CoSIH: The Corpus of Spoken Israeli Hebrew | Transcription and analysis
עברית | English

The Corpus of Spoken Israeli Hebrew (CoSIH)


Transcribing spoken language

CoSIH's texts are presented in sound and in transcriptions in the standard Hebrew orthography. Some recordings are also supplied with phonetic transcriptions.3 Transcripting recordings made in ordinary, everyday circumstances is not an easy task and it requires great skill, extensive time, and no meager expense. Phonetic transcription takes far longer time and demands colossal funding. For phonological study, as well as morpho-phonological or morphological study, speech must be phonetically transcribed in either narrow or broad phonetic transcription according to the goals of research. Phonetic variants (allophones), phonological and morpho-phonological regularity, clitics and affixes – these can only be identified and analyzed using phonetic transcription.
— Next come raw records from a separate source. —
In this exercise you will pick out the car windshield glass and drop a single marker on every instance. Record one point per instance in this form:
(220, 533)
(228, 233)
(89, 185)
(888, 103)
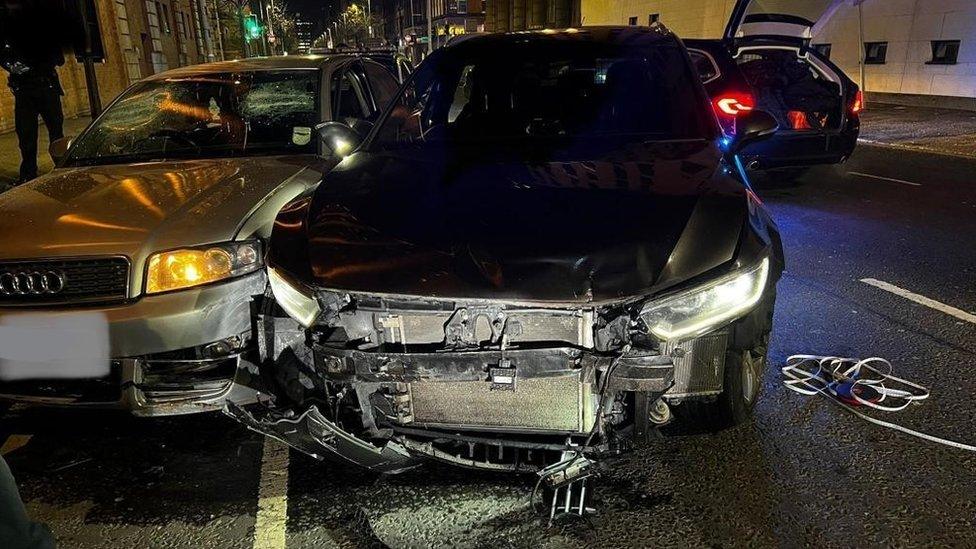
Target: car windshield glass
(547, 90)
(205, 116)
Nevertheless, transcription in standard othography has its own advantages: arbitrariness of the visual sign and detachment from the sequence of sounds. Those who use transcriptions in standard orthography are aware of the differences between spoken and written language will not be led astray by inaccuracies of phonetic transcription, which – narrow as it may be – cannot fully record the articulated sequence (cf. Izre'el 2004). Standard orthography transcription will do good service to those who study linguistic units above the word level, viz. syntax, pragmatics or information structure. Transcription in standard orthography further enables the study of vocabulary and idioms, although homographs – especially those that result from unvocalized orthography – will not be recognized as such in transcription. Nevertheless, anyone who studies spoken language cannot rely upon standard orthography neither can they rely upon phonetic transcription alone, no matter how narrow the latter may be, and will always attentively listen to the recordings.

Transcribing CoSIH

Substantial funding by Tel Aviv University enabled us to transcribe some of recordings from the preparatory phase. Some of these transcripts were published in יזרעאל תשס"ב(א). Later on, texts from both from the preparatory phase and the pilot study were transcribed at various opportunities, mainly for seminar papers and M.A. theses (כהן תשס"ד; זילבר-ורוד תשס"ה; גונן תשס"ט and doctoral dissertations (Dekel 2010; Silber-Varod 2011).4 Samples from the pilot study chosen for transcription were selected in order to represent a wide array of texts, especially as regards demographic variation. These samples were further chosen based on quality and their relative length in a given context (cf. Izre’el & Rahav 2004). A research grant awarded to Esther Borochovsky Bar-Aba by the Israel Science Foundation for her study of concise utterances in spoken Hebrew enabled us to transcribe additional samples as well as adapt all transcripts for analysis using ELAN.5 This software presents transcripts aligned with the original recordings, making it possible to listen to the recording while reading its transcript, facilitates easy search and offers additional analytic tools. For instructions on using ELAN and links to ELAN's website, click here.

Prosodic Groups

CoSIH's transcriptions are segmented into Prosodic Groups ("Intonation Units"). This segmentation is primarily based on perception and enhanced by acoustic analysis using Praat. In addition, both standard orthography and phonetic transcriptions are provided with indications of boundary tones – major (terminal), minor (continuing) and appeal (cf. Izre'el 2005) as follows:

  • Two vertical bars (||) mark a boundary tone perceived as terminal;
  • A single vertical bar (|) marks a boundary tone perceived as continuing;
  • A slash (/) marks boundary tone perceived as appeal.
This system follows the approach taken by John Du Bois and his colleagues in the Santa Barbara Corpus of Spoken American English (Du Bois et al. 1992; יזרעאל תשס"ב; יזרעאל תש"ע. 6

Tagged transcriptions from CoSIH

A sample of preliminary transcriptions (i.e. excluding marking, prosodic or otherwise) from CoSIH recordings form the basis – alongside transcriptions of other recordings provided by Esther Borochovsky Bar-Aba – of a tagged corpus of 92,000 tokens compiled by Dalia Bojan in the Technion's MILA Center. A group of transcriptions from an earlier version of CoSIH were tagged and published by Justin Parry as a part of the National Middle East Language Resource Center (NMELRC) project.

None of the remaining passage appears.